Gaz à tous les étages de Dorothée Volut



“2018 en France, quelque part et partout, ici et là, dans un immeuble de quelques étages où des gens vivent encore ensemble : toi, moi ou nous.
Il y a longtemps, au tout début d’un siècle qui portait les chiffres 1900, les campagnes commençaient à se vider pour laisser place aux grosses villes. Les usines poussaient comme jadis les champs de blé. Et dans les rues - baptisées Jean Jaurès ou Auguste Blanqui -, où tant de monde arrivait avec l’espoir de vivre des vies meilleures, on pouvait voir fleurir des plaques bleues et blanches posées sur des immeubles. Il y était écrit : Gaz à tous les étages. 
Avec le gaz, qui est une énergie, on pouvait se chauffer et faire la cuisine - même s’il fallait encore aller chercher l’eau au puits ou à la fontaine. C’était l’accès à un besoin indispensable pour tous, ce que l’on appelle : un bien commun. Comme l’eau ou la poésie devraient l’être. Tu imagines des robinets de poésie à chaque étage dans ton immeuble?
Alors voilà, ce jeu voudrait partager avec toi un petit bout d’humanité infinie, et t’inviter chaque jour à tendre l’oreille, ouvrir les yeux, caresser de ta langue le réel qui t’entoure, pour le recomposer, à ta façon.”

Dorothée Volut - 2018

Gaz à tous les étages est un jeu d’écriture combinatoire pour remettre la vie dans les étages d’un immeuble.
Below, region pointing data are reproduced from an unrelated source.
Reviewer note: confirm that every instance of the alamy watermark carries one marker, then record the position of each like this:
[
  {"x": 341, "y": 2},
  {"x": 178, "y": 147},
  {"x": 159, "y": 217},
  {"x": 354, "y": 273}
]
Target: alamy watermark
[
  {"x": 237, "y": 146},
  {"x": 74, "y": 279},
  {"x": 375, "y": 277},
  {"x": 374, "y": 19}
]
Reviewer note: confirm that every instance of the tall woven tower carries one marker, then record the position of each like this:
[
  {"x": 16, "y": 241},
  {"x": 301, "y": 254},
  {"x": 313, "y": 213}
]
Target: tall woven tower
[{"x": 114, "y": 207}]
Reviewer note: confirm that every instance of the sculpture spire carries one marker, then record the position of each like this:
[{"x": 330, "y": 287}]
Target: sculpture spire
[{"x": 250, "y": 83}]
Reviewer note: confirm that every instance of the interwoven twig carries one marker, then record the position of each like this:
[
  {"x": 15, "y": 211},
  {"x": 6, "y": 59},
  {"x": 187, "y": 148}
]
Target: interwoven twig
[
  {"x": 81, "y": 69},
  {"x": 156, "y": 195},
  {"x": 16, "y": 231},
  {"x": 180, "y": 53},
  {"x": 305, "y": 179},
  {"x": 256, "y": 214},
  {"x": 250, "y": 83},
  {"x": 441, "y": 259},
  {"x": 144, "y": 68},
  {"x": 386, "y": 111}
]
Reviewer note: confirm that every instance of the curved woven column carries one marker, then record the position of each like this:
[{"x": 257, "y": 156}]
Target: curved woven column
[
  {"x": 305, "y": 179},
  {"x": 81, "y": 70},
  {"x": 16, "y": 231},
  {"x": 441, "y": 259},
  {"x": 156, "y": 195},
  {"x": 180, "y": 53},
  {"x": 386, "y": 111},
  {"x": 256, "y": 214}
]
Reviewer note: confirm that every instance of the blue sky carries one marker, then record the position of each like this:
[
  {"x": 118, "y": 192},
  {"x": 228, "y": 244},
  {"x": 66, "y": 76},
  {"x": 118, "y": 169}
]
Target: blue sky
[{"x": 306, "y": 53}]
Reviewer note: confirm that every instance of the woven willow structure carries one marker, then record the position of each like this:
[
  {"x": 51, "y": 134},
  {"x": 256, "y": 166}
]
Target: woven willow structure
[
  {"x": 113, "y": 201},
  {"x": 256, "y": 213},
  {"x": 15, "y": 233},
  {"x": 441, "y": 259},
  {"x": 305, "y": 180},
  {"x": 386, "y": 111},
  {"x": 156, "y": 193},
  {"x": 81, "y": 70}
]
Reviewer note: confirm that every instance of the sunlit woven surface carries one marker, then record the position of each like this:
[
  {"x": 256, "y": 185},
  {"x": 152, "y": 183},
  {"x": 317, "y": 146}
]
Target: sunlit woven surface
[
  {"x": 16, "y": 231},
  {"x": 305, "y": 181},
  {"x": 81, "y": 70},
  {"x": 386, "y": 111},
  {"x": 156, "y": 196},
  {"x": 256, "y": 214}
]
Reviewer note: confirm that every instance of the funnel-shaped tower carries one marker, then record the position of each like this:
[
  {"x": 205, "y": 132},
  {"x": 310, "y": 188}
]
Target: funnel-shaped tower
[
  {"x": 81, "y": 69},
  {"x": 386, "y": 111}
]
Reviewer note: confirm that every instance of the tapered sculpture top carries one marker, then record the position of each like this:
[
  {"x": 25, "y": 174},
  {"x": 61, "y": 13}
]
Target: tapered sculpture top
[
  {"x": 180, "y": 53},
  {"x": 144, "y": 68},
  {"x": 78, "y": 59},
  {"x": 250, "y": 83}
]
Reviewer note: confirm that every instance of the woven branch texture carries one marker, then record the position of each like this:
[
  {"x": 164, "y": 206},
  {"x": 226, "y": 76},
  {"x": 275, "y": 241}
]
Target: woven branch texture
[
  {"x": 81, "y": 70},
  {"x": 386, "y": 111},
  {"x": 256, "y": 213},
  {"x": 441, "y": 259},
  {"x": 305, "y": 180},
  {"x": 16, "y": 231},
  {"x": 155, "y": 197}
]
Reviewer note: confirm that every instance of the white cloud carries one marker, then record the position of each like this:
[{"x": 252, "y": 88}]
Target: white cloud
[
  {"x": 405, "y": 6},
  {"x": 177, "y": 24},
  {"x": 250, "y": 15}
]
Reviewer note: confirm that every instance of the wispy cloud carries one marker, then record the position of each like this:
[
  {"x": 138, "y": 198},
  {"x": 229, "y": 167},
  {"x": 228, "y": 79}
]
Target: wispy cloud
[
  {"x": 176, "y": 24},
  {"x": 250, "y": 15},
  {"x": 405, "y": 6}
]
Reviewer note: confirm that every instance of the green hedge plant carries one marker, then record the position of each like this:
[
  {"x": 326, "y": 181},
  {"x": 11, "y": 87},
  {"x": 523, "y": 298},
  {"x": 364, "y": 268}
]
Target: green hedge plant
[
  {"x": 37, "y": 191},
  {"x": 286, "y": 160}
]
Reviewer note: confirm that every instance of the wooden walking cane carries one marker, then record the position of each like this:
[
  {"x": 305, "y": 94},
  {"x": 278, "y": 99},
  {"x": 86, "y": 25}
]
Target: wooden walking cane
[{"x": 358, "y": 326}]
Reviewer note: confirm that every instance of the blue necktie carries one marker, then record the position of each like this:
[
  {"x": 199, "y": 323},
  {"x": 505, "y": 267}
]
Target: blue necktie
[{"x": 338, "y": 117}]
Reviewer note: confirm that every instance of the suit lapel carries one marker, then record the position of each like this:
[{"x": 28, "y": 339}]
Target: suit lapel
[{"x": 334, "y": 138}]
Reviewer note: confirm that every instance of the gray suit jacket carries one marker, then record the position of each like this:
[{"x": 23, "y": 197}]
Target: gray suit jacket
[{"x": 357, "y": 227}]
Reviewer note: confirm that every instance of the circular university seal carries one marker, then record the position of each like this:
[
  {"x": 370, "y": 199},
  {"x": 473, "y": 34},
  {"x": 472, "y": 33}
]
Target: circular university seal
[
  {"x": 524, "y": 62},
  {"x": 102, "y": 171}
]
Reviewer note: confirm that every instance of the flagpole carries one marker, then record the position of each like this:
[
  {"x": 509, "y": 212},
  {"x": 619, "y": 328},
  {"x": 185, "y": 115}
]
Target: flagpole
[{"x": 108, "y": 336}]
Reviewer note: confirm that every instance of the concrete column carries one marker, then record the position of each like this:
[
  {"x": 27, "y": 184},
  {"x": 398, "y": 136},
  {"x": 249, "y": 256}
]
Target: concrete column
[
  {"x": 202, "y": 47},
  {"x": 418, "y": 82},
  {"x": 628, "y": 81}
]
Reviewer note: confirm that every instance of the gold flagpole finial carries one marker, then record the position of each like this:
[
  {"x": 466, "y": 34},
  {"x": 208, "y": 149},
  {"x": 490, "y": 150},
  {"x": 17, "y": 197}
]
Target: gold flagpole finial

Un poème pour le jour, un autre pour la nuit, à inventer à deux au fil de la partie, en jouant avec les mots de Dorothée Volut.

Composition
• 1 plateau de jeu en 2 parties (plateau + tour) : bois + peinture acrylique + vernis
• 60 pièces de bois imprimées recto/verso : bois + peinture acrylique + vernis
+ 1 boîte de rangement : bois + peinture acrylique + vernis
Installation :  sur une grande table
Transport : 1 colis : 105 x 75 x 25 cm, 24 kg
Assurance : 1550 €
Tarifs location : nous contacter


Dorothée Volut est poète. Elle aime l’incandescence et la justesse, ses mots font toujours pile le poids de lettres qu’il faut. Avec elle, les mots balancent et nous laissent suspendus. Elle est à entendre de voix vive aussi bien qu’à lire sans tarder, ni précipitation.